Watch this space: July was a tough month for employers as Covid-19 cases shot up in Sun Belt states and federal funds for businesses began to dry up. Though most economists believe the pace of the jobs recovery slowed in July, some say it reversed.
Lydia Boussour, senior US economist at Oxford Economics, said she expects Friday's report to show a loss of 280,000 jobs, rather than a gain. That would signal even more clearly that the foundations of the recovery are cracking.
There have been warning signs that July's numbers could disappoint. The ADP report on private payrolls released Wednesday, which is often used as a barometer for the official government report, showed only 167,000 jobs added in July, compared with 1.5 million expected. And initial claims for unemployment benefits ticked up around mid-July, putting an end to four months of declines.
But first-time claims for the week ending August 1 decreased again, hitting their lowest level since March. That's muddied the picture.
"July is so uncertain because some areas, some sectors continued to reopen in the early part of the month, and then things started to change," said Jeanette Garretty, chief economist at Robertson Stephens Wealth Management.
Uber's delivery service is bigger than its rides business
As the pandemic brought its ride hailing business to a halt, Uber's delivery service took on new importance.
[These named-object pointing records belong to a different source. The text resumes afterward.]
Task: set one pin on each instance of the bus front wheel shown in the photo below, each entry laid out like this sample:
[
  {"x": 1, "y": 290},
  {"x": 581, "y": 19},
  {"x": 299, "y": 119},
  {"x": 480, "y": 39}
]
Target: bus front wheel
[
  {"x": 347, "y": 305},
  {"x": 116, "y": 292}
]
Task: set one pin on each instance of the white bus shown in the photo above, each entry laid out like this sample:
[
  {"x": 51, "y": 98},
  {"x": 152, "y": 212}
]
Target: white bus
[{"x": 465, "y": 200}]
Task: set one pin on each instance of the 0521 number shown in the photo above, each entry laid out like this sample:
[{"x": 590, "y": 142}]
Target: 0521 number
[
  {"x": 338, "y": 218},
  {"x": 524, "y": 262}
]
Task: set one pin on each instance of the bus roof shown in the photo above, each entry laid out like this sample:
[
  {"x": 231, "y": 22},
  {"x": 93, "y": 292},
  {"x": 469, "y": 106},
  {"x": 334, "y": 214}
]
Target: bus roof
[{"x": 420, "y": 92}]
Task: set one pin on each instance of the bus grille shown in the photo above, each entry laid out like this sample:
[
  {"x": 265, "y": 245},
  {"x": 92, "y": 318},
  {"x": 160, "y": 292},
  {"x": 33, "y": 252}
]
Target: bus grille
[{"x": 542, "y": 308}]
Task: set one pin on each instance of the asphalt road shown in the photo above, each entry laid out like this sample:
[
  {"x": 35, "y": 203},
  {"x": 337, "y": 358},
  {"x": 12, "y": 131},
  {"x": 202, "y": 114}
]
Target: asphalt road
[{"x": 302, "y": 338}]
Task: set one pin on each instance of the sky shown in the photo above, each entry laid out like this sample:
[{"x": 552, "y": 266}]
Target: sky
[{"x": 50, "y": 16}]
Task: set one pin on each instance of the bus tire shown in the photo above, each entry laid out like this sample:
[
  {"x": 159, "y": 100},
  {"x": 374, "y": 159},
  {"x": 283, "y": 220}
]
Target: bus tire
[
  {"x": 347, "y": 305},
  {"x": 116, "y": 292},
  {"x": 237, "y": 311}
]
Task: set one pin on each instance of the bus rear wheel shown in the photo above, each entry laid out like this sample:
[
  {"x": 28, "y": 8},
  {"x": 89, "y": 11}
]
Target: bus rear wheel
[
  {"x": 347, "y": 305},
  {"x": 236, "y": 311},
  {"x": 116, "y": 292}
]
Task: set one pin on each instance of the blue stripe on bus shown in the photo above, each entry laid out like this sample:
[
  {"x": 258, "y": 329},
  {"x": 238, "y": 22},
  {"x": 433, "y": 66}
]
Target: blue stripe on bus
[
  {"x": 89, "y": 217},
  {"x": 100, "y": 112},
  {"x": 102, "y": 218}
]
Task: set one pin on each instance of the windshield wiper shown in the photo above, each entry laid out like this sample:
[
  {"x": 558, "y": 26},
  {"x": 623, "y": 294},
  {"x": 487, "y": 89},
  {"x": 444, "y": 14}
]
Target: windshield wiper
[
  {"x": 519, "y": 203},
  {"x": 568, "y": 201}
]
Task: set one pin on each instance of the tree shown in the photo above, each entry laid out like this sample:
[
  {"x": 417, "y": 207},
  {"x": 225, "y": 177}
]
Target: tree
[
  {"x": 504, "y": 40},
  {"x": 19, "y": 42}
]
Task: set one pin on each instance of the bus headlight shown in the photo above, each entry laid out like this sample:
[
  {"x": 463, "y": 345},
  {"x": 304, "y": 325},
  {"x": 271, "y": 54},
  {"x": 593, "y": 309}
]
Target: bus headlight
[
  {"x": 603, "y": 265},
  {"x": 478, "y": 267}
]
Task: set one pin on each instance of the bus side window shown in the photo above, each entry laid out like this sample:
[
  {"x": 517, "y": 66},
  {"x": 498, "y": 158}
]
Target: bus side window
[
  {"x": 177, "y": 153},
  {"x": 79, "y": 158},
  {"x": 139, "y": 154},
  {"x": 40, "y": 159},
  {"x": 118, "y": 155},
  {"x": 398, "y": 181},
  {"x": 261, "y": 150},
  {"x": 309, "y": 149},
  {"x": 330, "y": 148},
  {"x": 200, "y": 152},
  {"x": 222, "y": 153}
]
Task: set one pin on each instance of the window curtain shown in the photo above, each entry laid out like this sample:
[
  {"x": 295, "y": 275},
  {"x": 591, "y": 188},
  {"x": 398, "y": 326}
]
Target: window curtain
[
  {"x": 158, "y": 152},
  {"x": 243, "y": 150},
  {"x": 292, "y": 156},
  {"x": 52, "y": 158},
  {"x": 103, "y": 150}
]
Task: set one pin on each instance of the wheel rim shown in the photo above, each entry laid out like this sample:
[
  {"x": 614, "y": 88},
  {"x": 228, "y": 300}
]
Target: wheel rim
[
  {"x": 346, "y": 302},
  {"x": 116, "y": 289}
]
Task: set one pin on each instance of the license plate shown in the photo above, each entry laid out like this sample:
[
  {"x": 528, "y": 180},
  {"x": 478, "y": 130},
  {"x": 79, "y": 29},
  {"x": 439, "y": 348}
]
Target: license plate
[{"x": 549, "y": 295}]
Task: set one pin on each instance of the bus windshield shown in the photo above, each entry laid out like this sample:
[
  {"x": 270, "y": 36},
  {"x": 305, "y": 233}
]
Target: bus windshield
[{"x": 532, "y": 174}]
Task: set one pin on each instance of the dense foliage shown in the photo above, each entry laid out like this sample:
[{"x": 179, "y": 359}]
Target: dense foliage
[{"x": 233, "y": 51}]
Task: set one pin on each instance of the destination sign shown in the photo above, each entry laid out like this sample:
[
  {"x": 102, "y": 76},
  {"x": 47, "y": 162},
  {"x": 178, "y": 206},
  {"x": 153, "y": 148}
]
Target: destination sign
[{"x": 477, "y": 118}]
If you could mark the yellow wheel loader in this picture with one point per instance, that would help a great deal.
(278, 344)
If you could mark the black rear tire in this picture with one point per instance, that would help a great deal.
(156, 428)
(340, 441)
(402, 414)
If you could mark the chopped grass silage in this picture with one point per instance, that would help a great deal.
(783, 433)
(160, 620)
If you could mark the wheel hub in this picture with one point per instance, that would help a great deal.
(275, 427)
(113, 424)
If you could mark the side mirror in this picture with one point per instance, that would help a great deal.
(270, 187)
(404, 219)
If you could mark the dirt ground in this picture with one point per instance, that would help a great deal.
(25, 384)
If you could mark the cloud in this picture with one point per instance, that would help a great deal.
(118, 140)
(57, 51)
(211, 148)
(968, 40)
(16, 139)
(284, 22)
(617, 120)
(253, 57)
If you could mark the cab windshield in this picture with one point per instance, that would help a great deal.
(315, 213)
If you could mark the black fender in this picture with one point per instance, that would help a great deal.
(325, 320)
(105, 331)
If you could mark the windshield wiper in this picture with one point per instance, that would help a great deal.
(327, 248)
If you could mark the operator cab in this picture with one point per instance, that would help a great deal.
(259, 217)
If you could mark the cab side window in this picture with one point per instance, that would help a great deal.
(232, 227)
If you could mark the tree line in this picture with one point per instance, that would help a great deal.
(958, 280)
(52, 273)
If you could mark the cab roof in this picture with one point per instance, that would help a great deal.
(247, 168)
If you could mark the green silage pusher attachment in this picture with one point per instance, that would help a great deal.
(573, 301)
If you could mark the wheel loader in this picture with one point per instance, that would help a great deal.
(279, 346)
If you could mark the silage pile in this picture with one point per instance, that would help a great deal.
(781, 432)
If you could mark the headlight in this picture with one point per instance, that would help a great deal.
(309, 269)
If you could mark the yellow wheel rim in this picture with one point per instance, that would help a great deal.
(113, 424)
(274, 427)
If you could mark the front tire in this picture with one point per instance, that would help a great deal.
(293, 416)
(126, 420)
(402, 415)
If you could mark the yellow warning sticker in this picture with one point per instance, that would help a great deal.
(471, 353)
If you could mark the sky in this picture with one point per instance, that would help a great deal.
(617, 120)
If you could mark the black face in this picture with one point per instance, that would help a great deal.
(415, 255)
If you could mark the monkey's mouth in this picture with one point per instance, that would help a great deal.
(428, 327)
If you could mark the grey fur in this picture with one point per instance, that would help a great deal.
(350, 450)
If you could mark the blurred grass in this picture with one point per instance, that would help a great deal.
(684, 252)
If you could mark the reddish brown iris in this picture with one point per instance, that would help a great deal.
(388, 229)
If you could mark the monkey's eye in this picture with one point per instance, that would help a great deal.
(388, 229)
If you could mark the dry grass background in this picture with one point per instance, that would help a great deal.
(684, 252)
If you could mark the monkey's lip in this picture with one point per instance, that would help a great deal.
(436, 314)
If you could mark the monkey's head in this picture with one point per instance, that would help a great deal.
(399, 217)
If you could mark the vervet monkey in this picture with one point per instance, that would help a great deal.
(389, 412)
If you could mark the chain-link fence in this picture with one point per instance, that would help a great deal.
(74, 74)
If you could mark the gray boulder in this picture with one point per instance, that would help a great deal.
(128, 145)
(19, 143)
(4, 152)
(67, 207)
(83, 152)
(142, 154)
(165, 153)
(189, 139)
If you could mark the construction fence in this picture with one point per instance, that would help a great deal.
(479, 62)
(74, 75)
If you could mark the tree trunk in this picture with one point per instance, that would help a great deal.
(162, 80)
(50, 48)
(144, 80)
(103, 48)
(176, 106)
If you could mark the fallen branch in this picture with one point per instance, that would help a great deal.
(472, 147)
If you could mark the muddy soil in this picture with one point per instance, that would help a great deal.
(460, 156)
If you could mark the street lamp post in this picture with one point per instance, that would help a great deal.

Now, it's Uber's biggest source of revenue, my CNN Business colleague Sara Ashley O'Brien reports.
Revenue from Eats reached $1.2 billion in the second quarter, double a year earlier, the company reported Thursday. Meanwhile, Uber's Rides business revenue plummeted 67% to $790 million.
"Our delivery business alone is now as big as our Rides business was when I joined the company in 2017," CEO Dara Khosrowshahi said on a call to discuss the results. "We've essentially built a second Uber in under three years."
That said: Uber lost $1.8 billion during the second quarter, adding to its long history of steep losses.
That's due in part to nearly $400 million in restructuring costs. The company cut roughly 25% of its workforce, or 6,700 employees, as it grappled with pressure from the pandemic.
Investor insight: The results sent Uber shares down 3.5% in premarket trading, though Uber's focus on food delivery — including its $2.65 billion purchase of Postmates announced last month — has helped prop up its stock price this year.
The US jobs report for July posts at 8:30 a.m. ET.